Friday, February 26, 2021

Consciousness Prior and Causality - matches of Bengio's 2017-2018 example and ideas with Todor's "Theory of Universe and Mind" from 2003-2004

See especially my example with the thrown coin, whose trajectory and future we predict with absolute precision at linguistic level, verb-noun, sentences, and humans believe that this proves their free will, but it is true only due to the very low bandwidth/bit-rate; compare it to Bengio's example, where he throws a little piece of paper - "if I try to predict... it is very hard ... but I could predict it is going to be on the floor". Etc. Point 6 in the 2004 work below, also section 14. in the 2003 Part 3.

My examples and definitions are broader and more philosophical, they are part of the emphasis in my Theory that the core of intelligence is prediction of the future (will, causality) and compression; about the "compositionality" (see Bengio's talk also), the ranges of Resolution of Causation and Resolution of Perception, in which mind operates, and that there are degrees, in the terminology of mine - there are virtual universes at different levels; "levels of abstractions/generalisations". The examples in my discussion are also about the notion of "free will", using the information bandwidth for showing that the "free" component of our and "conscious" will (causation power) is ridiculously low - just a few bits per second.

What B. calls "consciousness prior" is a higher level top-down direction/drive, reducing the search space (yes, "attention" as B. mentions), a high degree of compression and operation at low resolution, searching for matches and reducing the resolution of perception and causation to as low as allowing for complete match/prediction with the maximum target resolution for that virtual universe etc.

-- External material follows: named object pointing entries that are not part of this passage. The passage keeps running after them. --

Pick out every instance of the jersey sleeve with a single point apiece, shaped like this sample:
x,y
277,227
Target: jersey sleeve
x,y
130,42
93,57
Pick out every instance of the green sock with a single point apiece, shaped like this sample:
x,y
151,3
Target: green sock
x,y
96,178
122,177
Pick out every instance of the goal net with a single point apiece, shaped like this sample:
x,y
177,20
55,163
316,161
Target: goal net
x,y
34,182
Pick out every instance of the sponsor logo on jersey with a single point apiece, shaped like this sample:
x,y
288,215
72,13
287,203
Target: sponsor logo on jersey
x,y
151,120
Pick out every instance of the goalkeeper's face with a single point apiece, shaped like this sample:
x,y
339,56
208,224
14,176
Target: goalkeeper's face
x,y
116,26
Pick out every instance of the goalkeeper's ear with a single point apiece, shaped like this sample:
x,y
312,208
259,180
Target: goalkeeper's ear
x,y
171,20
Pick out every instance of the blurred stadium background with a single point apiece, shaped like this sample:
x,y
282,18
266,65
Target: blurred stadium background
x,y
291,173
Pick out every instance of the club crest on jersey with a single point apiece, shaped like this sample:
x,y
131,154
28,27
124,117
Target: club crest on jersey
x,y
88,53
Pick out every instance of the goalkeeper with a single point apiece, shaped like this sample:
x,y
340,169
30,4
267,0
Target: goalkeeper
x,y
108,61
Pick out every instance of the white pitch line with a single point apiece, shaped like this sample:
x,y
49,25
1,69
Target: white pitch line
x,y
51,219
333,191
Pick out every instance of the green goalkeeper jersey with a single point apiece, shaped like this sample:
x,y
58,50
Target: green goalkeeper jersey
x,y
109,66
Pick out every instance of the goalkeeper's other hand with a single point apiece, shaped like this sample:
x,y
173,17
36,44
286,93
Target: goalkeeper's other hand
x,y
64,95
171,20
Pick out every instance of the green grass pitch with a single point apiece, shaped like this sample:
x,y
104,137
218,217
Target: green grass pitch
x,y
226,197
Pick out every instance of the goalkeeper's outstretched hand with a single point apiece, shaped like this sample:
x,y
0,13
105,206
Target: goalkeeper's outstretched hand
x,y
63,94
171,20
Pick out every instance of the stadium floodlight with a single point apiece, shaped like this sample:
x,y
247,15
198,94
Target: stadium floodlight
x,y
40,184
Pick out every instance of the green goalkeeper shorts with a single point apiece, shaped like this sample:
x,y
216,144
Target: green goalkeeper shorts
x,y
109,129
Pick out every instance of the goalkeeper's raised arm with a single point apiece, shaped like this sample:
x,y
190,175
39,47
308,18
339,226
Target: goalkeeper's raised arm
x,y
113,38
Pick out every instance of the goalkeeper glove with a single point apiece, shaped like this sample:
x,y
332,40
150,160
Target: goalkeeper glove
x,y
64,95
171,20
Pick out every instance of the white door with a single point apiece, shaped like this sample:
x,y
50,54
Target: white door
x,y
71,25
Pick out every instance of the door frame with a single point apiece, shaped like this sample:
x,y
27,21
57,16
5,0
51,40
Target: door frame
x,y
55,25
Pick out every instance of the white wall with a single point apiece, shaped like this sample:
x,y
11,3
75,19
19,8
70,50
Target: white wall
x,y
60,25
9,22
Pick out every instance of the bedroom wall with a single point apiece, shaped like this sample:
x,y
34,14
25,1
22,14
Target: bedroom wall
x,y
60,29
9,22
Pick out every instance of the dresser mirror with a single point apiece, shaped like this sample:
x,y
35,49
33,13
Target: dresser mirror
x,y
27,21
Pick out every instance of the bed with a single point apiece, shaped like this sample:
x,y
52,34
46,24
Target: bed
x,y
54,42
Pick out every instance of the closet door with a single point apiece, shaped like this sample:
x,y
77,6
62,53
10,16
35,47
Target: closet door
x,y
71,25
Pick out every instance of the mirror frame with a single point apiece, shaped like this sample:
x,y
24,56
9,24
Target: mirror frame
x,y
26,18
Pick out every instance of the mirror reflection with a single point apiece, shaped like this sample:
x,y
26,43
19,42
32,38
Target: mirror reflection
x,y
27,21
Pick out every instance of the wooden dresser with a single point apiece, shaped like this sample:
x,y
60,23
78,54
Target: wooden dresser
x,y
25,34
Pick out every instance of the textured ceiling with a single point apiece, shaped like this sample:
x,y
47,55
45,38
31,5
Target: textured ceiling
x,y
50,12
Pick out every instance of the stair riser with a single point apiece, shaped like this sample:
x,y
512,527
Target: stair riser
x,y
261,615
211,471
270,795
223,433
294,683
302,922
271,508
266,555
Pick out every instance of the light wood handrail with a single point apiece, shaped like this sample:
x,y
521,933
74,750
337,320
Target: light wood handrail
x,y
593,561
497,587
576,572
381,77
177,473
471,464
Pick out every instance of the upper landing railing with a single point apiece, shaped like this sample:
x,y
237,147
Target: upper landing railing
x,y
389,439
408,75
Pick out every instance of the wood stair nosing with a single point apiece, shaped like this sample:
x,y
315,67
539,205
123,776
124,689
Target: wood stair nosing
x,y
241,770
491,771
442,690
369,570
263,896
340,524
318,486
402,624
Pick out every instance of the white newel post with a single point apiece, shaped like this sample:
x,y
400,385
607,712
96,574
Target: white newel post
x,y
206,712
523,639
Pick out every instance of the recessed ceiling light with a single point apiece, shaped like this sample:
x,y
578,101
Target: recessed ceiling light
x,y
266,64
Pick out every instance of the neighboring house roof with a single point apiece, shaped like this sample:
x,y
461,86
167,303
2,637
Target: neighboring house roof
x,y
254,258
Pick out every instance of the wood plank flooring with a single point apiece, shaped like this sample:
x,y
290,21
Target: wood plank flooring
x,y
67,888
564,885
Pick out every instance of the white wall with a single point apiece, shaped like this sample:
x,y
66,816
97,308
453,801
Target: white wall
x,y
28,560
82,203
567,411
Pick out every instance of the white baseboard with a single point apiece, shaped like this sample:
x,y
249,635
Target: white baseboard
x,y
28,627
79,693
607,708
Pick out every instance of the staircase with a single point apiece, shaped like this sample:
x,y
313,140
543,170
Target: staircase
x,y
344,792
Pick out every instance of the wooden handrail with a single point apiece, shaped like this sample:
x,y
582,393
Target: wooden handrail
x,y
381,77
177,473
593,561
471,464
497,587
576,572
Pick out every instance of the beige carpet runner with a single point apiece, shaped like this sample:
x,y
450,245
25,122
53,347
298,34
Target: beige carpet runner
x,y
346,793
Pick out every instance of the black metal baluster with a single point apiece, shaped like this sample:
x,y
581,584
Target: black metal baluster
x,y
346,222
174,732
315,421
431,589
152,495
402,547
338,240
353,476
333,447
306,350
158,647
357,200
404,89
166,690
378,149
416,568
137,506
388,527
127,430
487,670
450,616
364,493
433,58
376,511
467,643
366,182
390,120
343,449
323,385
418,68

These are the cognitive aspects, they do not require the transcendental ones of consciousness, qualia, subjective feeling etc.
For original sources in Bulgarian and other translations see below the comparison table.

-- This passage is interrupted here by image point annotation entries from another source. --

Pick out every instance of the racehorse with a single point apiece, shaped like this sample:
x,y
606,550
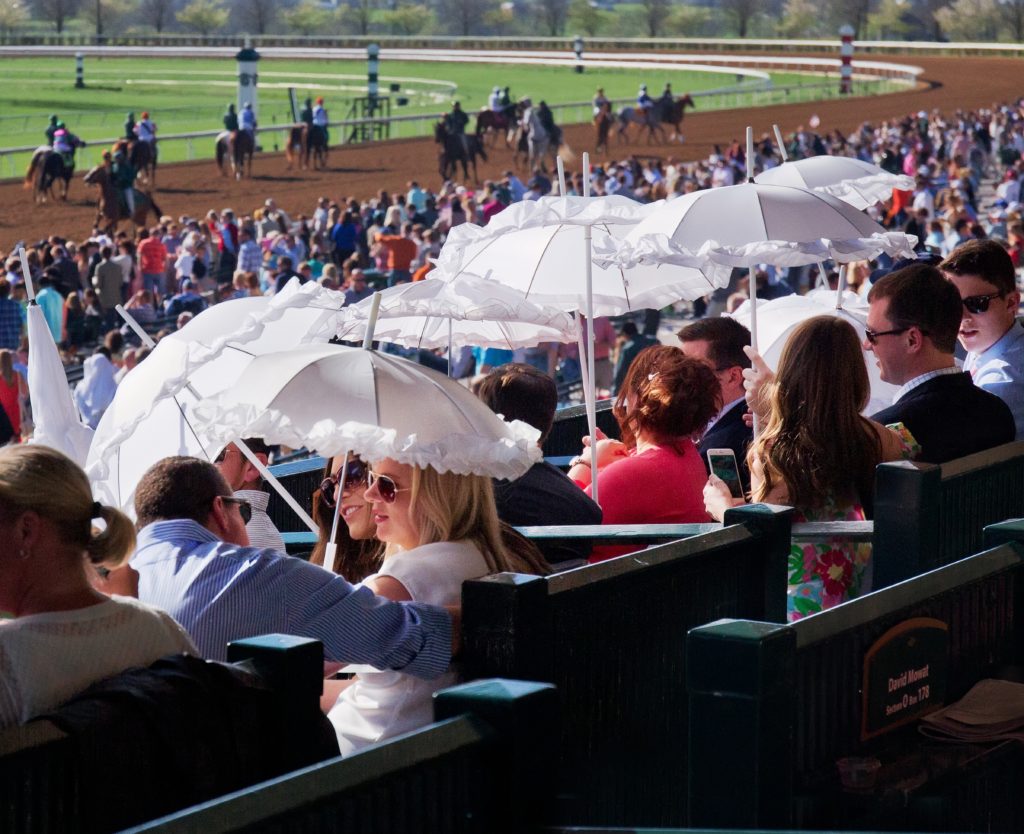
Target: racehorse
x,y
316,147
237,147
142,156
602,126
296,148
457,149
46,167
645,117
110,207
492,123
672,114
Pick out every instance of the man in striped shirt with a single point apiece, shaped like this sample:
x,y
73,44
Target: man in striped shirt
x,y
194,560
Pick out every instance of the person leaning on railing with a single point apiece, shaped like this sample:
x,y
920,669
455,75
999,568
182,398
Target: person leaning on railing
x,y
815,453
65,633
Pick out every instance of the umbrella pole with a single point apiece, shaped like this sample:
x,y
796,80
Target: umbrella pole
x,y
780,143
592,387
331,549
243,448
27,274
841,285
450,347
375,305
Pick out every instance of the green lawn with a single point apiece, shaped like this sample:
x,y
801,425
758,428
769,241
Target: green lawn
x,y
184,95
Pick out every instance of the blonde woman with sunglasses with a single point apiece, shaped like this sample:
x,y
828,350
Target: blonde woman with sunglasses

From Deep Learning of Disentangled Representations to Higher-level Cognition

52 735 показвания
•  9.02.2018 г.
Refers to "The Consciousness Prior", Bengio 2017:

Bengio's presentaton Slide @ 38:29:

* Conscious thoughts are very low dimensional objects, compared to the full state of the (unconscious) brain.
* Yet they have unexpected predictive value or usefulness

- strong constraint or prior on the underlying representations

  * Thought: composition of few selected factors/concepts (key/value) at the highest level of abstraction  of our brain
  * Richer than but closely associated with short verbal expression such as a sentence or phrase, a rule or fact (link to classical symbolic AI & knowledge representation)

Yoshua Bengio, 53 years old, 1.2018

Turing Award, MILA leader, "AI godfather"
Talk at Microsoft Research :
"From Deep Learning of Disentangled Representations to Higher-level Cognition"

Todor Arnaudov, 18-19-years old, 2002-2004

"The Sacred Computer" AGI e-zine* (the original is in Bulgarian)

Regarding unsupervised ML models for speech, not recognizing phonemes properly, because, B. argues, their information content is very low, compared to that of the raw audio:

37:06: "How is it that these models haven't been able to discover them and then see that there's like this really powerful part of the signal, which is explained by the dependencies between phonemes?

And the reason is, I think, simply that that part of the signal occupies very few bits in the total number of bits that is in the signal, right? So, the rows in this signal is 16 thousand real numbers per second. How many phonemes per second do you get? Well, I don't know, 10, right? or maybe 16.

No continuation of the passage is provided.